漂流日誌

札幌のNPO「訪問と居場所 漂流教室」のブログです。活動内容や教育関連の情報、スタッフの日常などを書いています。2002年より毎日更新

決めさせろ!

■ヒマつぶしに入った古本屋でぱらぱら本をめくっていたら、「江戸幕府は開国を『選択』したが『決定』はしていない」という一文が目に飛び込んできた。

■ハッとして読み返したらそんな文章はない。単なる読み間違いだったのだけど、読んで衝撃を受けたんだから、それは確かに「あった」のだ。書いていないことを発見する。それも読書の醍醐味だ。

「選択はしたが決定はしていない」

■考えてみれば、マイノリティが要求したのは常に「自己決定」だった。自分が何者かは自分が決める。自分がどうするかは自分が決める。当事者主権とは「決めさせろ!」であって「選ばせろ!」ではなかったはずだ。

■「自分が納得して決めたことならがんばれる」というのが「よくある不登校のストーリー」で、しかし、それには時間がかかる。行きつ戻りつしながら過ごす「非決定の空間」を「居場所」といい、フリースクールもそのひとつだった。それがいつの間にか「学校以外の選択肢」と言われている。

■いや、「言われている」というのはちょっとずるい。自分でもずいぶんそう言ってきた。はたからすれば「決定」と「選択」にたいして差はない。最終的にどれかを選んだとしか見えないからだ。決められないのは選ぶ道がないからで、選ぶ道がないのは社会が不寛容だからに違いない。寛容な社会を目指す親切な第三者は、選択肢をたくさん用意しようとする。でもそれは「どれにするか決める」なんだよね。「どうするか決める」ではない。
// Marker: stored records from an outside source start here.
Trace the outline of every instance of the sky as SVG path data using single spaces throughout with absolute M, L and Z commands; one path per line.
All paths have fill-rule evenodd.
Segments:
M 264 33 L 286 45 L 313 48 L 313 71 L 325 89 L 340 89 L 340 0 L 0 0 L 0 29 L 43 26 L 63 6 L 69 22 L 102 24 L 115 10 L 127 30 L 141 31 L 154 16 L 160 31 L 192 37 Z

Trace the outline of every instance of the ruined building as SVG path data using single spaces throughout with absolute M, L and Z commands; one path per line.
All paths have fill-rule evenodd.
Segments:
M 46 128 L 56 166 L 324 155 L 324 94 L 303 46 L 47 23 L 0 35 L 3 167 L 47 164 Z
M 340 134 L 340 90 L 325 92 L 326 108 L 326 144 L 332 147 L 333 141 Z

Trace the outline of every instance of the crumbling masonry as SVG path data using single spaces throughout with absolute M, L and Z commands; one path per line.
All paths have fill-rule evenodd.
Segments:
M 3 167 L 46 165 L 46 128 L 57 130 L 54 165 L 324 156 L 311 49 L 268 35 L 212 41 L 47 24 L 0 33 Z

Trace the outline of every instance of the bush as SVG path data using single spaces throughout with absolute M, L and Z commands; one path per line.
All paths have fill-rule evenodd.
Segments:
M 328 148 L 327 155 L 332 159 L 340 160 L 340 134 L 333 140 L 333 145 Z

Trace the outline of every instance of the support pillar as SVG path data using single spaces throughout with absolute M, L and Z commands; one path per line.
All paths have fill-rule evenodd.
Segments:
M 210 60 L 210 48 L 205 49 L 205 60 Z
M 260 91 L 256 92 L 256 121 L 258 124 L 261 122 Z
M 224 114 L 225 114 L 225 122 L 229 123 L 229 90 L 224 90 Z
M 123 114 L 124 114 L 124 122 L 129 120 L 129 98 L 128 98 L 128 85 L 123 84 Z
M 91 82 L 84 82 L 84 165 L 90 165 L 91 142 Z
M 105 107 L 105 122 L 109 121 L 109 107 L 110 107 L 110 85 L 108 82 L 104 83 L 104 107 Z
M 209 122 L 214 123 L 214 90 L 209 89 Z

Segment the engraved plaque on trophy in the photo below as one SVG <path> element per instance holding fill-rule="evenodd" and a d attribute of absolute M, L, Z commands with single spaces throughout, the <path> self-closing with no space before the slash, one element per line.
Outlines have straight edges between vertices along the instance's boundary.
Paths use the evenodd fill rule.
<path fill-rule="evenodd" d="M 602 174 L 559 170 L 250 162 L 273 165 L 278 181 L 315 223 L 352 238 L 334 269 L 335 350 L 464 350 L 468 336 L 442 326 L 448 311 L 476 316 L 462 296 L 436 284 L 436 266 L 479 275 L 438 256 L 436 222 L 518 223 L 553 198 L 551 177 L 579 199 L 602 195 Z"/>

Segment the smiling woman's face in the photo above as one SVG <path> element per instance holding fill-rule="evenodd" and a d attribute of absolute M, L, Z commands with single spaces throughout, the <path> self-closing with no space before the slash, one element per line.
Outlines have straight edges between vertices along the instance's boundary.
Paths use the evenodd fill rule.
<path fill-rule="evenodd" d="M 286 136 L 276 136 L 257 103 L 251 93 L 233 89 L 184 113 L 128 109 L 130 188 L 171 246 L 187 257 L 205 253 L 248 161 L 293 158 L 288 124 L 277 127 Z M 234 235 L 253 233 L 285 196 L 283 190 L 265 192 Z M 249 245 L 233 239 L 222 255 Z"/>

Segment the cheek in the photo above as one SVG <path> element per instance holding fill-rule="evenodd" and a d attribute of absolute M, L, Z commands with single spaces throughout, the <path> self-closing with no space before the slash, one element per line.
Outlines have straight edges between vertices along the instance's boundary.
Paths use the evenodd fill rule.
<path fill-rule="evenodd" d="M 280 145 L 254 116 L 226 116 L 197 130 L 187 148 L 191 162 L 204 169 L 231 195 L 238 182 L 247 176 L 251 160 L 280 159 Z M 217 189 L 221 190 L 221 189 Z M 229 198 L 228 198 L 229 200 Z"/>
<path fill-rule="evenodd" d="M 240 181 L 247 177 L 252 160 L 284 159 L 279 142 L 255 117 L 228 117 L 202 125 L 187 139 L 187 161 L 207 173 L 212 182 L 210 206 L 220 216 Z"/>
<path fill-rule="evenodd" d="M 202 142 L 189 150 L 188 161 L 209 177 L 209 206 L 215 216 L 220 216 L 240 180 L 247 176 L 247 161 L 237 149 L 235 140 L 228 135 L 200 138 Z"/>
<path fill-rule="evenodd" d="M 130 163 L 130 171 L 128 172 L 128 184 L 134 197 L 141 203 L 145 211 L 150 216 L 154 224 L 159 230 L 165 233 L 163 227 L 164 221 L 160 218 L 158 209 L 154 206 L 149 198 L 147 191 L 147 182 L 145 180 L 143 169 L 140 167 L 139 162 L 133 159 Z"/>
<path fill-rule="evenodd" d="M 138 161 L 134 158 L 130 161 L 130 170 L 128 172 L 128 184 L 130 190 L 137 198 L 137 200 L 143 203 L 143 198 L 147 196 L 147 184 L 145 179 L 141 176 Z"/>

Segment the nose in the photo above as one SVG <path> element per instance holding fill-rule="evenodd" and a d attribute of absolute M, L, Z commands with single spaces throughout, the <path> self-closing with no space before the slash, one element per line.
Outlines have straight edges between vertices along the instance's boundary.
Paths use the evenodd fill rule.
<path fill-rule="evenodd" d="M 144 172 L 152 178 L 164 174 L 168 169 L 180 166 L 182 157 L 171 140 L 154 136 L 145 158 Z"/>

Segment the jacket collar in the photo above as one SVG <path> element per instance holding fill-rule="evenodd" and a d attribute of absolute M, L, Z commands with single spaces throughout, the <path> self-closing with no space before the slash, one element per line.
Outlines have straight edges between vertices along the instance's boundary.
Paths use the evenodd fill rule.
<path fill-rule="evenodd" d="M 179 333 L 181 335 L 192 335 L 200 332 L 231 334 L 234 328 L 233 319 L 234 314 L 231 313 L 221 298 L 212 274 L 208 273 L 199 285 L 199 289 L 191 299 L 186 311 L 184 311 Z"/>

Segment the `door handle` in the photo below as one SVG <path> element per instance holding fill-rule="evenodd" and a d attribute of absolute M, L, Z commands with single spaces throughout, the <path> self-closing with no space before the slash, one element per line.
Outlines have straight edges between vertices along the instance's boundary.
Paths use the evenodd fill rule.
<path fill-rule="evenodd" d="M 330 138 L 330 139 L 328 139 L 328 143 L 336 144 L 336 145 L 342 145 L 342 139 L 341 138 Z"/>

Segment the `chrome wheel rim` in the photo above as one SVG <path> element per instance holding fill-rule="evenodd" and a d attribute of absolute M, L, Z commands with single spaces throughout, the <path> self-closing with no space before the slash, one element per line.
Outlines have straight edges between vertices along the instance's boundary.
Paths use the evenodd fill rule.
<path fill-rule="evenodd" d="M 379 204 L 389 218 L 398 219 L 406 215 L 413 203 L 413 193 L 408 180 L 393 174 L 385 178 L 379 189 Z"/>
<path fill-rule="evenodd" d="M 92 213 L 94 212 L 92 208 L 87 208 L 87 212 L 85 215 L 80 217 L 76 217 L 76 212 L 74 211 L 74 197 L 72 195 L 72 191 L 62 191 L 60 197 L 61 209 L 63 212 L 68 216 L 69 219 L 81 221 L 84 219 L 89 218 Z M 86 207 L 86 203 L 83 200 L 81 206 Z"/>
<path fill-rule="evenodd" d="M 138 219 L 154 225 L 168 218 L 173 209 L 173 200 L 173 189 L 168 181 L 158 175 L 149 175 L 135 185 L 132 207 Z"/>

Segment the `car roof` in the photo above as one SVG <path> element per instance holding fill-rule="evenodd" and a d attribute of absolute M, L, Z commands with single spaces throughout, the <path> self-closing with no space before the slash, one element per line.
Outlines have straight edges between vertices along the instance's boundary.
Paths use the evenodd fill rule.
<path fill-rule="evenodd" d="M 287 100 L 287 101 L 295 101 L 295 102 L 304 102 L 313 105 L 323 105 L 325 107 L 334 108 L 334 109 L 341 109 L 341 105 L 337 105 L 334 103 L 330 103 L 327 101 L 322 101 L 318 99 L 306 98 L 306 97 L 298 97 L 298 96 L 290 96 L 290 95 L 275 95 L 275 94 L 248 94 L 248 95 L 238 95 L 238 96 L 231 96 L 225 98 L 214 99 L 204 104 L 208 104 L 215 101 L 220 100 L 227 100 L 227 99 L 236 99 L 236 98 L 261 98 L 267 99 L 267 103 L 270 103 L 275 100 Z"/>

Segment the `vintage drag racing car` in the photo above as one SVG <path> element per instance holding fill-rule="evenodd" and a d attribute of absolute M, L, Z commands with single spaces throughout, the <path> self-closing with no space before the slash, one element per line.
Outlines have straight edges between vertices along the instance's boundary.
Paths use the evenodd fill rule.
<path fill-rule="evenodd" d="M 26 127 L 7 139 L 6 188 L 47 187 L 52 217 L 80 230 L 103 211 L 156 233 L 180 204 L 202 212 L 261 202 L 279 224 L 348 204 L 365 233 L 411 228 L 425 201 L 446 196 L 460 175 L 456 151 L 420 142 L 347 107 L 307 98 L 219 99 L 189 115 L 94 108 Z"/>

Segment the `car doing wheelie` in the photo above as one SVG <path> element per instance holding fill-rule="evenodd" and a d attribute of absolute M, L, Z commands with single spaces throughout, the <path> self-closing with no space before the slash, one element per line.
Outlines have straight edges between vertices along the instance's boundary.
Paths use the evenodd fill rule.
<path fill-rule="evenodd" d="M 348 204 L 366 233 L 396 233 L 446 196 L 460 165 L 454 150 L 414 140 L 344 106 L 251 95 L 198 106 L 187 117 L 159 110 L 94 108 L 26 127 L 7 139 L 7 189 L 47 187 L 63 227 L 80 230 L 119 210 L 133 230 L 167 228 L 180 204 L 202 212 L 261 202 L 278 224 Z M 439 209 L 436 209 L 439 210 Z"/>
■そのうえ「非決定の空間」まで「選択肢」になってしまったらためらう時間すらなくなって、「自己決定」は権利ではなく義務となる。こうして「自己決定」は「自己責任」にすりかわる。「職業選択の自由アハハン」なんてのんびり歌っているヒマはないのだ。

■たとえば選挙。あれだって政党や候補者を「どれにするか選ぶ」ためじゃなく、国の現在や未来に対し自分が「どうするか決める」ためのものだろう。「家庭、学校、職場、余暇活動、若者の活動で、民主主義を教えることを怠ると、若者は政治に対してひがみっぽくなり、投票率は下がり、政治家、政党、政治的な若者団体への不信感が募る」「市民教育の経験がない若者は、同調圧力により極端な思考に陥り、暴力的な政治活動をしやすくなる」と欧州会議の提言書にあるそうだが、別に若者に限った話ではないね。